At the cry of “Land!” from the lookout in the crow’s nest, all those not on watch roused from slumber and stumbled toward the rail, scratching at their bodies and rubbing sleep from their eyes. Rachel, barefoot and tousled, emerged from the Admiral’s cabin, where she slept on a pallet near the door. The Admiral overtook her in a couple of eager strides. The men who clustered around the rail made way for him.

Dawn was breaking. A high mountain pierced the bank of steel gray cloud before us. The peak was little more than a black bulk, as the sun was rising behind us in the east. As we watched, its slopes were touched with pearl and then gold until those with keen eyes could discern the green of forests. We sailors had much to do before we could land. We scurried about our work, hardly needing the orders of master and pilot to ready the ship with speed and efficiency.

The Admiral returned to his cabin, taking Rachel with him to assist in writing the great news not only in his logbook but also in the letters he was preparing for the Sovereigns. When he returned to the deck, he summoned Fray Buil and the other priests to lead prayers of thanksgiving for our safe arrival, exclaiming on the omen of our making landfall on the Christian Sabbath.

“I will name this island Dominica,” he declared, then bowed his head in devotion as the company began to sing.

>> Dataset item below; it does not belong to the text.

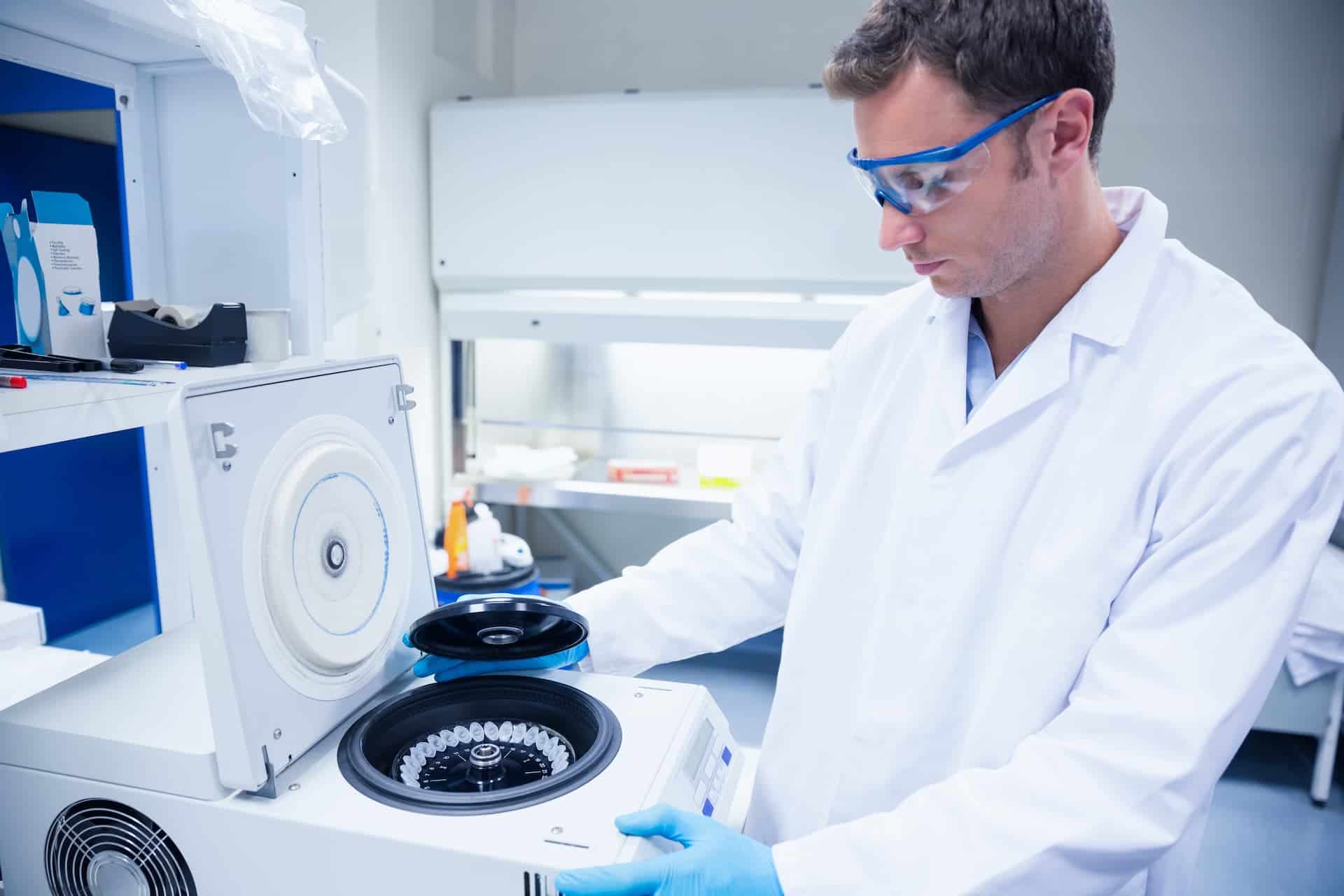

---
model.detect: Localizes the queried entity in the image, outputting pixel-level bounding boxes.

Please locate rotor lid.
[410,594,589,659]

Rachel slipped away, whispering to me that she would tell Cristobal, too weak to rise from his pallet below, that he was home. I didn’t know how much the news would please him. We were still far from Hispaniola, where my friend Hutia and the rest of his family awaited him, surely praying to their gods that he still lived. His village lay near our fort of La Navidad. With a shudder of apprehension, I remembered that my enemy Cabrera waited, too, and how he had cursed me as our boat pulled away from shore. But I was no longer a boy to be intimidated. I trusted that when the time came to face him, Ha’shem would be with me. As the company sang their Latin Hail Mary and Praise to God, I murmured under my breath the words of the Psalm of David: “The Lord is my shepherd, I shall not want…I shall fear no evil….”

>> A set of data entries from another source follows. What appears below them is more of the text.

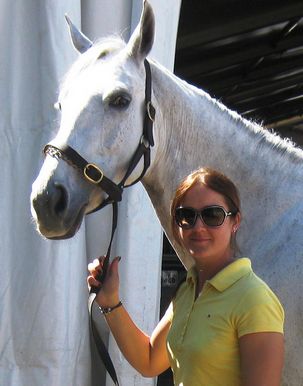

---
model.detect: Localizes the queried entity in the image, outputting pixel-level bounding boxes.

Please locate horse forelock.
[60,35,126,94]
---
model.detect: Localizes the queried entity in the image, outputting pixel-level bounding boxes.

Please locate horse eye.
[54,102,61,111]
[109,95,131,108]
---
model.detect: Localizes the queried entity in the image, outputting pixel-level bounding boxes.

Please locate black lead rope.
[44,60,156,386]
[88,202,119,386]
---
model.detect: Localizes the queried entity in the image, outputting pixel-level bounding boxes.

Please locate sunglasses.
[175,205,236,229]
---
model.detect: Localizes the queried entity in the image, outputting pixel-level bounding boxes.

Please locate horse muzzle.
[31,182,87,240]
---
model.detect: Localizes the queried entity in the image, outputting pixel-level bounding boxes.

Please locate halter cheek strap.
[43,60,156,386]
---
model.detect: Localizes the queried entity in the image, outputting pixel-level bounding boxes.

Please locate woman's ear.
[233,212,241,233]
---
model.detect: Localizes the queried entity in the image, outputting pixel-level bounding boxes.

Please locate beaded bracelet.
[99,300,122,315]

A hand fell on my shoulder. My eyes flew open. It was only my friend Fernando, who whispered in my ear, “Rafael asks you to come quickly. Cristobal is dying.”

All were still rapt in prayer or staring at the shore as if the intensity of their gaze could bring it closer. I found Rachel kneeling with Cristobal’s head in her lap, tears falling unheeded down her cheeks. A small candle illuminated the dark enough to see the labored rise and fall of the Taino’s chest, his breath harsh with his approaching death.

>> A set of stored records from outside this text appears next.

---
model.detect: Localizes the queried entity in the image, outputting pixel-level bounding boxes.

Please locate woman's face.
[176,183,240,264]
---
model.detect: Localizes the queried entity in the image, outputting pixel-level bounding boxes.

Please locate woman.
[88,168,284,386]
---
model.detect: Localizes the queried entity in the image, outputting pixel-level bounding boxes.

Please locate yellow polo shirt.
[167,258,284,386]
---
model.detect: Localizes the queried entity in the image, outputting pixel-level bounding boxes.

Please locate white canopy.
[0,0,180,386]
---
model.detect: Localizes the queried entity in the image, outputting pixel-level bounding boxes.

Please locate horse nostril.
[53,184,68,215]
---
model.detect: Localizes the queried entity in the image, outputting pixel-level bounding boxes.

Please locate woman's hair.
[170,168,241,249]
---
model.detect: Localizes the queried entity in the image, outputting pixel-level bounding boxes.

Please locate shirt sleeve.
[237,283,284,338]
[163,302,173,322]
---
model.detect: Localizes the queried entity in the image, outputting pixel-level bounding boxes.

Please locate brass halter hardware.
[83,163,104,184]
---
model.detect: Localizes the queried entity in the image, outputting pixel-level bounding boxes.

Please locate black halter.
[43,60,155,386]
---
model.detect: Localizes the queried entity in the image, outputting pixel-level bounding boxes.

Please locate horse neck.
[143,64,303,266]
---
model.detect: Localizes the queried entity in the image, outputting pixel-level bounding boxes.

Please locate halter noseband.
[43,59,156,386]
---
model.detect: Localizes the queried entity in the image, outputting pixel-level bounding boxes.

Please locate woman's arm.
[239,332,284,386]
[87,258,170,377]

She raised her face to mine.

“He is too weak to rise and go above. I cannot bear it that he may not see the land with his own eyes. It is so close, so close!”

“I can carry you,” I offered. “Do you wish to see the island?” He weighed so little by now that I could do it without even breathing hard.

“It is not my home,” he whispered, each word costing more than he could spare from his small store of remaining breath. “It is enough that I have crossed the water. The
cemi
can hear my voice again. I will rest in the arms of Atabey, and my soul will reach Coaybay before the sun is high.”